Begitu sudah sampai, gue langsung celingak-celinguk. Katanya Bebe juga mau datang pagi-pagi. Gue menyodorkan kartu karyawan agar terbaca, lalu pintu otomatis pun terbuka. Lampu di sekeliling gue cukup sensitif, semua langsung ikut menyala setelah ada pergerakan manusia mondar-mandir di sekitar. Gue sengaja menaruh tas di pantry office boy, baru mulai mencari Bebe.
Lelaki klimis itu ternyata sudah ada di depan pintu ruangan si Naga. Haduh, apakah gue harus kaget dengan penampakannya kali ini?
“Lo mau main lenong jadi Sherlock Holmes?”
“Saya Shareloc Holes, Mbak. Tugasnya mencari lubang dalam pori-pori hidup manusia,” Bebe mengangkat topi detektifnya, mengarahkan kaca pembesar ke muka gue.
“Kalau pakai skincare kayaknya enggak bakal punya pori-pori, Beb,” gue menghalau kaca pembesar itu, menunjuk ruangan si Naga. “Akses masih bisa dipakai, kan?”

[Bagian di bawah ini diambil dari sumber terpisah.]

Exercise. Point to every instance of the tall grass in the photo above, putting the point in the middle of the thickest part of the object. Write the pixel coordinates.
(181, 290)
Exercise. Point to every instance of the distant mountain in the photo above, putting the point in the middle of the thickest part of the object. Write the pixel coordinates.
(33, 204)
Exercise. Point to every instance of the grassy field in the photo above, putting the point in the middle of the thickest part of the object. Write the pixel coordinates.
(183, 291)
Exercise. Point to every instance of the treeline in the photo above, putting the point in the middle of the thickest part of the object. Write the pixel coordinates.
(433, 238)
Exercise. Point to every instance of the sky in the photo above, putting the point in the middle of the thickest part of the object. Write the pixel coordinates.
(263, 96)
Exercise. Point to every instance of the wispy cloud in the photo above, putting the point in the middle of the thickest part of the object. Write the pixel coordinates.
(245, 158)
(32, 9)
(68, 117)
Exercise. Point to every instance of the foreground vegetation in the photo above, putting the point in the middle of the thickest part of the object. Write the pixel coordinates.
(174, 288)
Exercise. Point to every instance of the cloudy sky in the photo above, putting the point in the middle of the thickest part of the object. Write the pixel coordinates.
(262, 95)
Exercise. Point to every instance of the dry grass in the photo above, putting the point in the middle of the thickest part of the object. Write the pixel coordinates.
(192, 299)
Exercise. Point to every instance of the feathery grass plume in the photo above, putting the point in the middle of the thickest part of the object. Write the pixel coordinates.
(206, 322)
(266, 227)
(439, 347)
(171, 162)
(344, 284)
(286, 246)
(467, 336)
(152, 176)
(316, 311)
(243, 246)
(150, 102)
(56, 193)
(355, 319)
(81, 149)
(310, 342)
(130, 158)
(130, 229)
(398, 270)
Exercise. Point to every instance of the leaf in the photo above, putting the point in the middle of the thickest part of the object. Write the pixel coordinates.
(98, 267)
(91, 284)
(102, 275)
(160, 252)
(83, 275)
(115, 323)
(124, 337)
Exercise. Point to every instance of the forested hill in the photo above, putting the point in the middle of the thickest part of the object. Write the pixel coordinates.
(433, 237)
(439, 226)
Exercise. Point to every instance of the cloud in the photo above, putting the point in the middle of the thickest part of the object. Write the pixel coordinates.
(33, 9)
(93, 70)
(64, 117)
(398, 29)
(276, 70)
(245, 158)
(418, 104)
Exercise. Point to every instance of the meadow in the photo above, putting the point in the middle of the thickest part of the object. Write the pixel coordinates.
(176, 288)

Bebe menggunakan kartu aksesnya untuk memasuki ruangan. Terdengar bunyi “biip” pelan pertanda akses tersebut sah. “Kita punya waktu aman kira-kira satu jam. Banyak yang tinggal di luar planet Jakarta dan sengaja datang pagi biar enggak kena macet,” Bebe mempersilakan gue masuk duluan. Hmm, gentleman rupanya.
“Berarti tiap hari kita cuma punya waktu satu jam?”
Bebe mengangguk. Wah, satu jam itu bisa tidak terasa sama sekali. Mana mencari jimat ini mirip mencari harta karun, tanpa petunjuk pula. Berapa lama waktu yang harus kami habiskan mencari jimat ini?
“Saya cari di area ini, Mbak di sebelah sana,” Bebe menginstruksikan. “Kalau enggak ketemu, kita coba pindah ke areanya Mbak Ratna. Siapa tahu dititipkan di sana.”